Participation in family celebrations got me thinking how important it is for Child and Youth Care workers to find living group opportunities to celebrate transitional events “birthdays, end of year graduations, personal achievements, activity successes or even sobriety anniversaries. Such events bring people together and connect them through shared activity. If the activity is fun and everybody has a good time, then a transitional event is celebrated and shared by everyone in that child's living group.
Then of course there was the mobile cinema experience where I watched the latest James Bond thriller while sitting on a bean bag in a park with hundreds. This got me thinking about the number of children and young people in the world who don’t get to go to the cinema. Access to television or DVDs helps, but I wonder how many mobile cinema operators are travelling around rural communities during the Summer time, offering the cinema using a blow-up screen and sound system in a paddock?
2008 was a year that saw a lot of packing up and moving home for members of our family. Our upheavals have been trivial when compared with the plight of peoples in Africa, Asia and Central Europe moving home as political or economic refugees. What do we know about the Child and Youth Care work (undertaken through many different job titles) in care and support work with political and economic refugees? Please can we invite you to write about this important work for CYC-Online ?
Finally, I need to say Hello from Spikey Bear to Evan K and his classmates at the Charlton Heights Elementary School in Ballston Lake, near Albany, New York. Congratulations also go to teacher Andrew Haluska for his 2008-2009 learning project using the Travel Buddy Journal. Each pupil in Andrew’s primary school classroom received a picture of Spikey Bear. In the classroom these were coloured and identified as the personal teddy bear of each pupil. The Travel Buddy Journal was then posted off to a trusted contact with the instruction: You have the honour of hosting my Travel Buddy.
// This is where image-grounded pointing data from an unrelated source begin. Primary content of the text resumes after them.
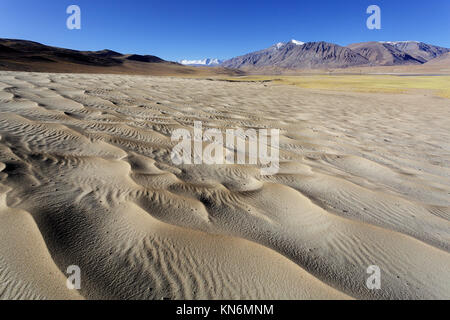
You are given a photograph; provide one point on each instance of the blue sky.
(175, 30)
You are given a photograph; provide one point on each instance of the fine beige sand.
(86, 179)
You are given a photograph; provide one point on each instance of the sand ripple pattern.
(85, 169)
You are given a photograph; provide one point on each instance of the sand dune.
(86, 179)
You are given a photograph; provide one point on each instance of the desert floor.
(86, 179)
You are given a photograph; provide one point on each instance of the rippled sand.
(86, 179)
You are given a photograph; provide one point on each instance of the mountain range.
(202, 62)
(24, 55)
(319, 55)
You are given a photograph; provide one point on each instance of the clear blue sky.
(192, 29)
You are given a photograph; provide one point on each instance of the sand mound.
(86, 179)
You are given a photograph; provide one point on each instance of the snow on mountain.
(299, 43)
(201, 62)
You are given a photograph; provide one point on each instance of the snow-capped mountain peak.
(398, 42)
(201, 62)
(296, 42)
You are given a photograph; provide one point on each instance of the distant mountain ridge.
(24, 55)
(316, 55)
(201, 62)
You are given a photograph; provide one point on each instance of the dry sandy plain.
(86, 179)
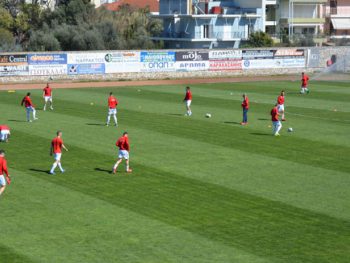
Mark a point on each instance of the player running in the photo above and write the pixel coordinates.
(188, 100)
(47, 95)
(3, 170)
(276, 124)
(56, 150)
(4, 133)
(112, 109)
(304, 83)
(280, 104)
(245, 107)
(27, 102)
(124, 149)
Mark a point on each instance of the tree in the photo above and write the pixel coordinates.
(259, 39)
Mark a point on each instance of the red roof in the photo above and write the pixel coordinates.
(153, 4)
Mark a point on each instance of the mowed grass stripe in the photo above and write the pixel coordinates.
(256, 225)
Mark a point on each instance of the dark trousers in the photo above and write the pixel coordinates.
(245, 115)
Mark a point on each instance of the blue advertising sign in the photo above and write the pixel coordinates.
(80, 69)
(158, 56)
(52, 59)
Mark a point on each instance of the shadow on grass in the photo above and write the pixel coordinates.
(95, 124)
(17, 121)
(40, 170)
(103, 170)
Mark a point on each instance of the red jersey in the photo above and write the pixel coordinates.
(57, 145)
(4, 127)
(123, 143)
(245, 103)
(274, 114)
(304, 80)
(188, 95)
(27, 102)
(280, 100)
(3, 166)
(47, 91)
(112, 102)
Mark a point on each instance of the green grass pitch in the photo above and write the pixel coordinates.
(202, 190)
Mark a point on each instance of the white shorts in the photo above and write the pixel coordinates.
(280, 107)
(112, 111)
(2, 180)
(123, 154)
(57, 156)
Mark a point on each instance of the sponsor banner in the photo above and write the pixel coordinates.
(85, 58)
(123, 67)
(158, 56)
(13, 70)
(47, 70)
(13, 59)
(191, 65)
(35, 59)
(254, 54)
(160, 66)
(289, 53)
(274, 63)
(225, 54)
(191, 56)
(80, 69)
(123, 57)
(225, 64)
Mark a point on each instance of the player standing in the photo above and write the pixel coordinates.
(56, 150)
(245, 107)
(124, 149)
(3, 170)
(304, 83)
(280, 104)
(4, 133)
(47, 95)
(112, 109)
(188, 100)
(29, 107)
(276, 124)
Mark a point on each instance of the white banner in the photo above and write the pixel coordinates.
(225, 54)
(85, 58)
(47, 70)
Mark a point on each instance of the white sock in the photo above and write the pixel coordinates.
(60, 166)
(53, 167)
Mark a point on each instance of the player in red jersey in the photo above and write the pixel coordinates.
(56, 150)
(124, 149)
(304, 83)
(112, 109)
(276, 124)
(245, 107)
(4, 133)
(188, 101)
(27, 102)
(3, 170)
(47, 95)
(280, 104)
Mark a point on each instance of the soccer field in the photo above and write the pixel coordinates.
(202, 189)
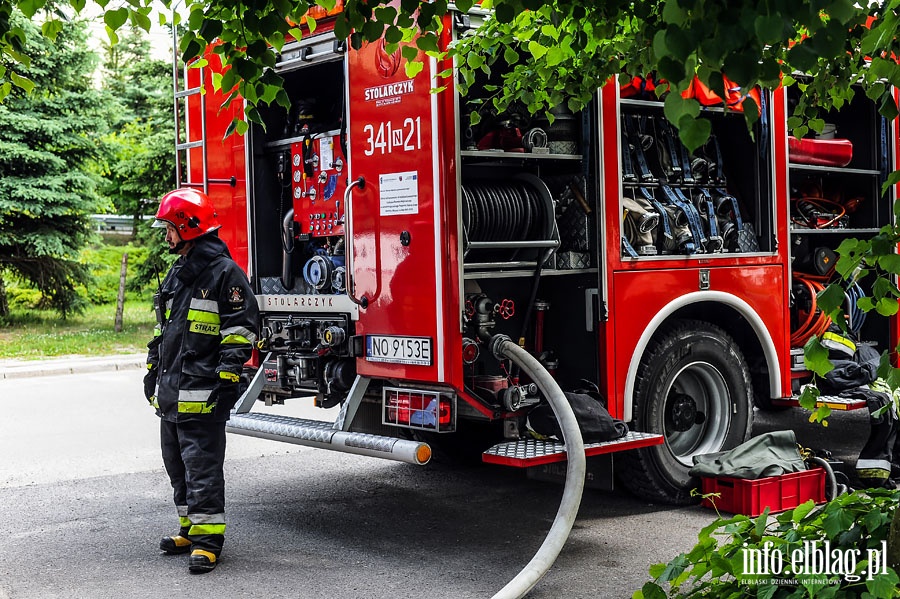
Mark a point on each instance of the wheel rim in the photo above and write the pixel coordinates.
(697, 414)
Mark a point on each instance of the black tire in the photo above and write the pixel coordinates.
(693, 386)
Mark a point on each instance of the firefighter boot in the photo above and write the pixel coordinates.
(202, 561)
(175, 544)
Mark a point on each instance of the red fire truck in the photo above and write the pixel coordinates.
(391, 242)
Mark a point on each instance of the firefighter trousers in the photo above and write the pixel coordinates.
(194, 455)
(873, 467)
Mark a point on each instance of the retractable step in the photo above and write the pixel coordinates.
(832, 401)
(315, 433)
(525, 453)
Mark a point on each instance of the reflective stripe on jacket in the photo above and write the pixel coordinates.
(210, 326)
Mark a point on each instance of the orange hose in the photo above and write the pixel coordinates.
(816, 321)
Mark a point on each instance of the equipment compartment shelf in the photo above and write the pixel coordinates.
(833, 170)
(854, 231)
(659, 105)
(522, 155)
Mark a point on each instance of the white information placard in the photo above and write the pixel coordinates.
(399, 193)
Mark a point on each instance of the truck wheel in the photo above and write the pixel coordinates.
(693, 386)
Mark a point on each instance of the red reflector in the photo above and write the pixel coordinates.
(416, 409)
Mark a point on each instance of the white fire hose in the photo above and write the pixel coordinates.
(503, 347)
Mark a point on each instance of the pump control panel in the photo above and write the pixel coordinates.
(318, 181)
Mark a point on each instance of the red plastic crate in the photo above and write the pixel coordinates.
(778, 493)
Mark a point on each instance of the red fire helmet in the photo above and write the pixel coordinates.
(188, 210)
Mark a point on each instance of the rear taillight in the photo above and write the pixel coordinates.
(425, 410)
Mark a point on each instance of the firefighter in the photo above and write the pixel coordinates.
(207, 324)
(855, 376)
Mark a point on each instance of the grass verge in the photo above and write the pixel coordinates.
(36, 334)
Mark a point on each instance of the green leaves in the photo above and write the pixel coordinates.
(852, 523)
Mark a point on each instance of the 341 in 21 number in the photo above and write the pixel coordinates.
(389, 137)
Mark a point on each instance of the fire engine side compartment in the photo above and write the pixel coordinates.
(738, 292)
(736, 295)
(404, 219)
(226, 169)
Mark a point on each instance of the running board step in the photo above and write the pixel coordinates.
(315, 433)
(532, 452)
(832, 401)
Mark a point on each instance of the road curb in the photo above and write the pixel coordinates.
(13, 369)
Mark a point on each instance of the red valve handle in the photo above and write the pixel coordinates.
(506, 309)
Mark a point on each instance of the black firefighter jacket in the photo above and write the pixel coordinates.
(209, 324)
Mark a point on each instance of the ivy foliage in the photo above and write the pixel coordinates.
(738, 556)
(561, 51)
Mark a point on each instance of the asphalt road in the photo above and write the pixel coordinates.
(84, 500)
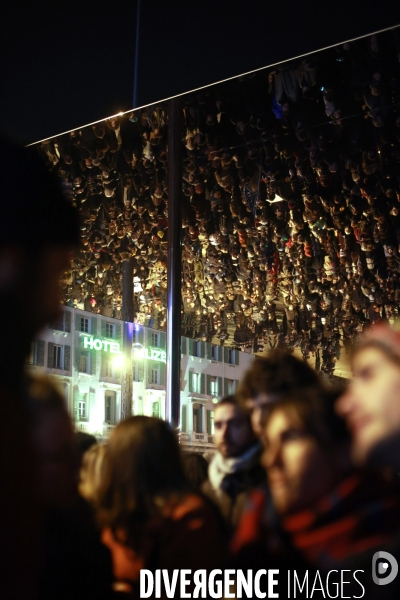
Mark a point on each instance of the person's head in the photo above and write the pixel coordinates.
(142, 474)
(305, 449)
(38, 230)
(54, 444)
(233, 433)
(270, 377)
(371, 404)
(196, 468)
(84, 441)
(91, 472)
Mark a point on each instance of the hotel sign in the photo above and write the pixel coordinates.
(91, 343)
(150, 354)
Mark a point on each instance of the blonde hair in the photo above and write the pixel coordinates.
(90, 475)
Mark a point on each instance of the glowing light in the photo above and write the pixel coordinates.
(97, 344)
(119, 361)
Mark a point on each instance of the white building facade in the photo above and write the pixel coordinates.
(82, 355)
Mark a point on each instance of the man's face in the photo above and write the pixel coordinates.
(257, 407)
(292, 458)
(371, 405)
(232, 431)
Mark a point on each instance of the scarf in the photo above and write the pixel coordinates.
(221, 468)
(358, 515)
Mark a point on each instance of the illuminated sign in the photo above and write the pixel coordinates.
(96, 344)
(152, 354)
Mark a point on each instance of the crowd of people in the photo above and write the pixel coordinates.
(290, 194)
(304, 479)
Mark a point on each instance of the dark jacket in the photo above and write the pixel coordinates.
(231, 493)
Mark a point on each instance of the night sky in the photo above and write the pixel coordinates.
(65, 64)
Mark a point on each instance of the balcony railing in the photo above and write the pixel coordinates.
(107, 429)
(199, 437)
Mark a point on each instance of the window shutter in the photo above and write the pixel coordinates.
(163, 339)
(67, 321)
(76, 401)
(103, 358)
(190, 381)
(226, 387)
(140, 335)
(200, 413)
(93, 361)
(183, 419)
(162, 374)
(220, 391)
(40, 353)
(183, 345)
(77, 358)
(93, 325)
(226, 354)
(91, 404)
(50, 355)
(67, 358)
(208, 383)
(209, 413)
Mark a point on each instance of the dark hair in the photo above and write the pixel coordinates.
(315, 409)
(84, 441)
(196, 469)
(142, 472)
(277, 373)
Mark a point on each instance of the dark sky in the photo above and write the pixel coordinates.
(64, 64)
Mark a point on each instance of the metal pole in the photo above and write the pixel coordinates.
(135, 80)
(127, 316)
(172, 406)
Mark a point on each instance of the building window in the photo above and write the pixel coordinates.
(231, 356)
(32, 354)
(195, 383)
(57, 357)
(82, 408)
(210, 422)
(109, 408)
(197, 349)
(108, 371)
(213, 386)
(154, 376)
(198, 418)
(84, 362)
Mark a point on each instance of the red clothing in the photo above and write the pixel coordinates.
(359, 515)
(190, 536)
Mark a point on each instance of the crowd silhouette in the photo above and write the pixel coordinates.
(290, 194)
Please visit for a few days, take him places and love him a bit. Then write a short note in his journal telling about yourself and what you did with my bear. When you send me on, can you do my class a favour and send a postcard to let me know where my Travel Buddy is? We are keeping track of each Travel Buddy’s adventure on the map in the classroom. Spikey Bear met 4 new Quackie friends at Key Assets NZ: Hinemoa, Nevisian Queen, Diva & Kiwi Girl. The Quackies are all heading off on a new adventure in Scotland, via. Australia.
Start planning now for the best possible summertime learning opportunities you and colleagues can plan with the children and young people in your care. Enjoy planning!